When an AI agent reads this token, several things can go wrong:

  1. Context transmission: The token enters the agent's context window and gets sent to cloud inference servers
  2. Output leakage: The agent might include token fragments in responses, logs, or generated files
  3. Persistence: Tokens in the context window may persist in server-side conversation logs
  4. Replay risk: Anyone with access to conversation logs could extract and reuse the token

The Vercel CLI token does not expire automatically. Unless the developer explicitly revokes it, a leaked token remains valid indefinitely.

How Credential-Aware Agents Should Work

The solution is not to restrict filesystem access entirely. That would make desktop agents useless for development tasks. Instead, agents need credential awareness built into their file access layer.

| Approach | Effectiveness | Tradeoff | |----------|--------------|----------| | Blocklist known credential paths | Medium | Requires maintaining path lists | | Pattern matching (regex for keys) | High | Can miss novel formats | | Sandbox with virtual filesystem | Very High | Limits agent capability | | Credential proxy with redaction | Very High | Adds complexity | | Local-only inference (no cloud) | Complete | Reduces model capability |

The most robust approach combines pattern matching with a credential proxy.

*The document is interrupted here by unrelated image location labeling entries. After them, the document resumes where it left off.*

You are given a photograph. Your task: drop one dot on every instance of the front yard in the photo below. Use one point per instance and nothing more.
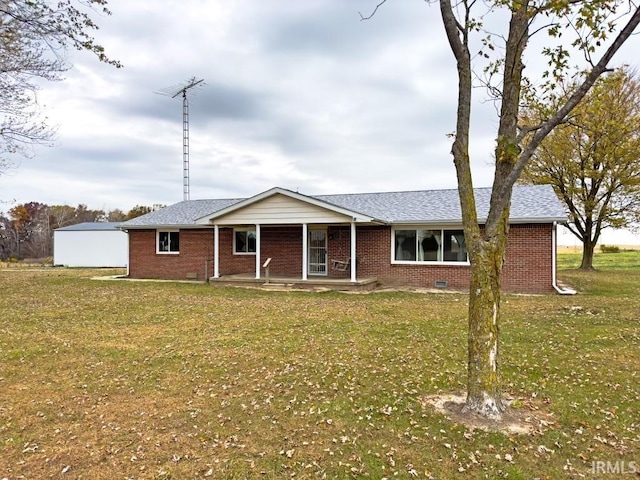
(118, 380)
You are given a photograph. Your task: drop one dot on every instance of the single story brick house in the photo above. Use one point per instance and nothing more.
(410, 238)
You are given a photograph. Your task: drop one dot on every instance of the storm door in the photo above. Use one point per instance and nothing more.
(317, 252)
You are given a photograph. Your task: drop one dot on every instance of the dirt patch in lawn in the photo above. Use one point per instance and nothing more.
(524, 420)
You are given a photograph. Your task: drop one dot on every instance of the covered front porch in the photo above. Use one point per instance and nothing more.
(292, 230)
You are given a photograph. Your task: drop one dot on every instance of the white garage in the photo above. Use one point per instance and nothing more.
(90, 244)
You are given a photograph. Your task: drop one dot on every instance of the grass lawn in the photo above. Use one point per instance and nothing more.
(142, 380)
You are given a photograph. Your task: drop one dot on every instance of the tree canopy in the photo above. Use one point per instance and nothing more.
(593, 158)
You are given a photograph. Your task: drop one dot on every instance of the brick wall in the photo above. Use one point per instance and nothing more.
(528, 266)
(196, 247)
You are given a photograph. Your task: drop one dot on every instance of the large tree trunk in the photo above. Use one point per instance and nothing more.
(484, 389)
(588, 248)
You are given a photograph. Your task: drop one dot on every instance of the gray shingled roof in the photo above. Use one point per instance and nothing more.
(429, 206)
(182, 213)
(529, 203)
(90, 226)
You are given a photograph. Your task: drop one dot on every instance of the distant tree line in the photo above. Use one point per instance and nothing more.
(26, 230)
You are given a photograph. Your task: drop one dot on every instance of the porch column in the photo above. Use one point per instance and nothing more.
(216, 252)
(258, 251)
(305, 251)
(353, 252)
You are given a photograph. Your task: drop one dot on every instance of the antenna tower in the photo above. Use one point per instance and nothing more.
(173, 92)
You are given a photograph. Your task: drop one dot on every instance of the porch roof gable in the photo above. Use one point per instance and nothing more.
(282, 206)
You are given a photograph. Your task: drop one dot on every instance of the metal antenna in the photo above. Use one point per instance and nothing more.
(173, 92)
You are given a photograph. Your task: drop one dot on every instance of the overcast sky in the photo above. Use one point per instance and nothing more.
(301, 95)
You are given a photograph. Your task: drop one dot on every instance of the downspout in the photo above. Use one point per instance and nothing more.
(554, 246)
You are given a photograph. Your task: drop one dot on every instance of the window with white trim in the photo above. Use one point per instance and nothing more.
(429, 245)
(168, 241)
(244, 242)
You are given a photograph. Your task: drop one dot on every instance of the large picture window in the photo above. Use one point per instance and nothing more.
(244, 241)
(168, 242)
(422, 245)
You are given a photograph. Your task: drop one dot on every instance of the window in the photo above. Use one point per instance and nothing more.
(169, 242)
(418, 245)
(244, 241)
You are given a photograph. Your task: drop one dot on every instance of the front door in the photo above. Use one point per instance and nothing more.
(317, 252)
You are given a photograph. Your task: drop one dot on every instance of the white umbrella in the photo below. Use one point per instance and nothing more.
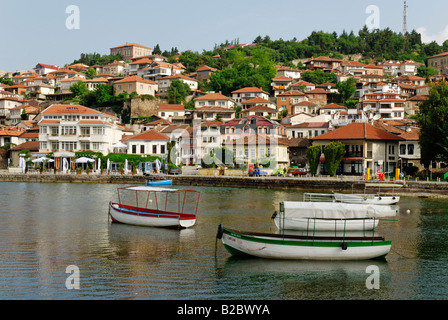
(119, 145)
(64, 165)
(22, 164)
(84, 160)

Before any file content enters the agent's context window, a middleware layer scans for known credential patterns and replaces them with placeholder tokens. The agent sees [REDACTED_VERCEL_TOKEN] instead of the actual key. If the agent needs to use the credential for a deployment, the proxy layer handles the substitution at execution time without exposing the raw value.

What Fazm Does Differently

Fazm runs entirely on your machine. The inference, the file access, the credential handling, all of it stays local. There is no cloud endpoint receiving your context window. Your Vercel tokens, AWS keys, and SSH credentials never leave your device.

This is not just a privacy feature. It is an architectural decision that eliminates an entire class of credential exposure risks. When the model runs locally, there is no server-side log containing your secrets. There is no network hop where tokens could be intercepted. The blast radius of a credential appearing in the context window is contained to your own machine.

For developers who deploy through Vercel, this means you can let Fazm read your project configuration, understand your deployment setup, and help with build issues without worrying about your authentication tokens traveling to a third-party server.

Protecting Your Credentials from Any AI Agent

Regardless of which AI agent you use, these practices reduce credential exposure:

  1. Use scoped tokens: Create deployment-specific tokens with minimal permissions rather than using your global Vercel token
  2. Rotate regularly: Set calendar reminders to rotate Vercel tokens monthly
  3. Use .agentignore files: Some agents respect ignore files similar to .gitignore for excluding sensitive paths
  4. Audit agent permissions: Review what filesystem paths your agent can access and restrict to project directories
  5. Monitor token usage: Vercel's dashboard shows when tokens were last used, so check for unexpected activity
  6. Environment isolation: Use tools like direnv to scope environment variables to specific project directories rather than exporting them globally

The Manus "My Computer" incident is a useful reminder that desktop AI agents operate at a privilege level that previous developer tools did not. A VS Code extension runs in a sandbox. A CLI tool reads what you pipe to it. An AI agent with filesystem access reads everything it can reach, and it might send that data somewhere you did not expect.